Here are five names to have at your fingertips about the fourth World Cup, hosted by Brazil and won by Uruguay.
Maracana. Brazil was a natural choice to host the World Cup after the tournament’s hiatus during World War II. Rebuilding European nations didn’t put soccer stadiums high on their priority list. Brazil, where soccer’s popularity exploded during the first part of the century, built the 200,000-seat Maracana Stadium in Rio de Janeiro. Construction was still underway as the teams arrived and not quite completed. Yugoslav midfielder Raijko Mitic suffered a forehead wound when he walked into a protruding metal beam on his way out of the locker room before a 2-0 loss to the host. The stadium is named after the nearby river.
Recife. The city near the equator (where the USA would fall, 1-0, to Germany in its final group game of the 2014 World Cup) was where France was scheduled to play its second game. That the first game was to be played 2,000 miles away in Porto Alegre prompted the French to withdraw. Frenchmen Henri Delaunay and Jules Rimet, who kept the World Cup trophy under his bed during World War II, had been the key men behind the launch of the World Cup in 1930. Other absentees included Germany (suspended), Argentina (squabbles with Brazilian federation) and all Eastern European countries besides Yugoslavia.
Joe Gaetjens. England, the birthplace of organized soccer, had finally joined FIFA and in its first World Cup fell victim in one of the biggest upsets in soccer history. It was defeated, 1-0, to part-time players from the USA. The hero was Haitian-born Joe Gaetjens, who was on break from studying at Columbia University and working as restaurant dishwasher in New York when he scored the famous goal. Losses to Spain and Chile kept the USA from advancing out of the first round.

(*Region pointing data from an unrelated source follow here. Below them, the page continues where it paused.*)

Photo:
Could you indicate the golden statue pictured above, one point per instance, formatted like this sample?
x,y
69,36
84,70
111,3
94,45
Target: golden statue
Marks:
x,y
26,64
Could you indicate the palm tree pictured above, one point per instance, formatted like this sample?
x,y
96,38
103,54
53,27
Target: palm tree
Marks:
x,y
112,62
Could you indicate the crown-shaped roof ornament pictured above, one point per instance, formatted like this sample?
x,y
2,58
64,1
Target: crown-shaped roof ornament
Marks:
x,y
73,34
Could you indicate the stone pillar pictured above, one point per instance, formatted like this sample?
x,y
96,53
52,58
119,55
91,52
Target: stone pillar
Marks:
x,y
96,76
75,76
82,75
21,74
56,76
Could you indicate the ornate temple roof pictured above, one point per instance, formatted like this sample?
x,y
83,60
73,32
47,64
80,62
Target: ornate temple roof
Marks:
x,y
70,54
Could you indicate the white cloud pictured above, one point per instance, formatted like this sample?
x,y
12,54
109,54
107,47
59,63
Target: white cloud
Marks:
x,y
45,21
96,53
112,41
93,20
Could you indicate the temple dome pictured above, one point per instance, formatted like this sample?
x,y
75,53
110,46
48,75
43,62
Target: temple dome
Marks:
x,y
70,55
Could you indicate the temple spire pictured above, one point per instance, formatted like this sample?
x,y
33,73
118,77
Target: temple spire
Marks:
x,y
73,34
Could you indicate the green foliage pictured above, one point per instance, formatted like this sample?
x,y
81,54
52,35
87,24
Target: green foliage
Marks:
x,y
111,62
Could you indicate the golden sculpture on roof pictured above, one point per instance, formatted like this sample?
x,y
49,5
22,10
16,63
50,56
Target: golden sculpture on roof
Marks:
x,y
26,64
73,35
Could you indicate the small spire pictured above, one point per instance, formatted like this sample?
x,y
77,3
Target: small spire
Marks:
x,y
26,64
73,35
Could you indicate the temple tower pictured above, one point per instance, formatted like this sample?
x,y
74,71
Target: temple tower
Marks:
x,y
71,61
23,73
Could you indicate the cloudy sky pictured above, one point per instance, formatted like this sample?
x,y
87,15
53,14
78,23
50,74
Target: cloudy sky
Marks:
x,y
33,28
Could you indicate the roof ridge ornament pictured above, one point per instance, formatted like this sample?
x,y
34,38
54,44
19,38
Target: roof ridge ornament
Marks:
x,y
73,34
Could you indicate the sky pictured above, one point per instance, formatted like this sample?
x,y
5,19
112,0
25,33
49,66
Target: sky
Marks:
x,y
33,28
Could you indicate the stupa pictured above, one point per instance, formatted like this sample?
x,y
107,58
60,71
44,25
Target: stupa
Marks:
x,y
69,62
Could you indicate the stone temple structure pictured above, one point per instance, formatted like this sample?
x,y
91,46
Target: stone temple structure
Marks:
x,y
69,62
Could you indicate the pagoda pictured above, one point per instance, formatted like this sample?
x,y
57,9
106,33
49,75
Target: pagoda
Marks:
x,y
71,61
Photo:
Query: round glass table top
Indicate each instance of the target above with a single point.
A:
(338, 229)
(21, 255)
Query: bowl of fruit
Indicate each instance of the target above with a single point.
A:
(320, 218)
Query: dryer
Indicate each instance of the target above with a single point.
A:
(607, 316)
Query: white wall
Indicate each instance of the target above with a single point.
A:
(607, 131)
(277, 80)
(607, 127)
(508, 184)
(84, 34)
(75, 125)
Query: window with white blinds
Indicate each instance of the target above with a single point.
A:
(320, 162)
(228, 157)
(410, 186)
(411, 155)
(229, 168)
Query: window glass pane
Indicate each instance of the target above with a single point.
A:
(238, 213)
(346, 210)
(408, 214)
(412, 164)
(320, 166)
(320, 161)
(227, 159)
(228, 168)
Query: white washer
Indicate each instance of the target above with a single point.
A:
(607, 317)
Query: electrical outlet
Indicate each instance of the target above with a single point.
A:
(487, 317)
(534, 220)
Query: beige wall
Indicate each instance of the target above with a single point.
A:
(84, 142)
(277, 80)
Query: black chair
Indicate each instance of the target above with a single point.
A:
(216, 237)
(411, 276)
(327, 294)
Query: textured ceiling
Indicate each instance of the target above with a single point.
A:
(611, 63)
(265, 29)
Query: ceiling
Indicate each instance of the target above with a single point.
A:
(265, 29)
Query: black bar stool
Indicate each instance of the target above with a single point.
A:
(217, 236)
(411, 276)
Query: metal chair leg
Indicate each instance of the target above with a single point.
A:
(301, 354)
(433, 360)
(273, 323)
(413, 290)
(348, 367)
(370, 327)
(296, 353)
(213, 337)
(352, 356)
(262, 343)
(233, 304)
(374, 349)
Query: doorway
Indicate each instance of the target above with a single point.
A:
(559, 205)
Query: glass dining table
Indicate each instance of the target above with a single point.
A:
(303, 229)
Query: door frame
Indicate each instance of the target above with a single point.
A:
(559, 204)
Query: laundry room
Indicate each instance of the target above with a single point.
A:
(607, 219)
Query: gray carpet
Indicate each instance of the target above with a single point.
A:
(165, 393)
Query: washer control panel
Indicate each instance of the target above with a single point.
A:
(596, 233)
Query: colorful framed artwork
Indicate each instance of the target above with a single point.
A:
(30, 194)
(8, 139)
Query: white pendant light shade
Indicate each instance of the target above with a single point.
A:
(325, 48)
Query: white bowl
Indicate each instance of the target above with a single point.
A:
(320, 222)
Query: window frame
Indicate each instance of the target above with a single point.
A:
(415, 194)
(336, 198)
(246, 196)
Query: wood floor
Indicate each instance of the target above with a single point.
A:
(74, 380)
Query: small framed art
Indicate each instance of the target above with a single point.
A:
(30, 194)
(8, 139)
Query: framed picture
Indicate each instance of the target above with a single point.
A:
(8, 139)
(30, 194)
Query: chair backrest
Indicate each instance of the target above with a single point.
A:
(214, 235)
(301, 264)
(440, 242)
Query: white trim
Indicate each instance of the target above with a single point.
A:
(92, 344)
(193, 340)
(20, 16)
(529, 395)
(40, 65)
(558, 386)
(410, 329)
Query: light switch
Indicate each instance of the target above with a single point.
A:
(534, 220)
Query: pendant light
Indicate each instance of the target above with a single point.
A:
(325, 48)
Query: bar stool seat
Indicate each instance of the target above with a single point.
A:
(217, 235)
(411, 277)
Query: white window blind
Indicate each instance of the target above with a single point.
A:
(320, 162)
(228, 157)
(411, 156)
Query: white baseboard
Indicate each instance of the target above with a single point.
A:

Alcides Ghiggia. Instead of a knockout format, the 1950 World Cup consisted of round-robin group play that lead to a final game in which Brazil needed just a tie against Uruguay to lift the title. An estimated 200,000 people attended the game expecting to celebrate Brazil’s first World Cup title. After they sang the national anthem, the governor of Brazil said to the team, “Fifty million Brazilians await your victory.” Brazil scored two minutes after halftime, but gave up the equalizer from Juan Schiaffino 20 minutes later. With 11 minutes left, Alcides Ghiggia scored for a 2-1 Uruguay win. “Only three people have, with just one motion, silenced the Maracana: Frank Sinatra, Pope John Paul II and me,” said Ghiggia, the only surviving member of the Uruguay team until his death on July 16, 2015, 65 years to the day after the game.
Moacyr Barbosa. The Brazilian was voted the best goalkeeper of the 1950 World Cup by journalists but was made the main scapegoat after the loss to Uruguay. He played only once more for Brazil and in 1993 when he wanted to visit the Brazi's pre-1994 World Cup training camp he was denied entry for fear of him creating bad luck. "The maximum punishment in Brazil is 30 years imprisonment, but I have been paying, for something I am not even responsible for, by now for 50 years," said Barbosa, who died in a poor man in 2000 at age 79. The loss against Uruguay led to the coining of a new word to describe a sudden catastrophe: Maracanazo.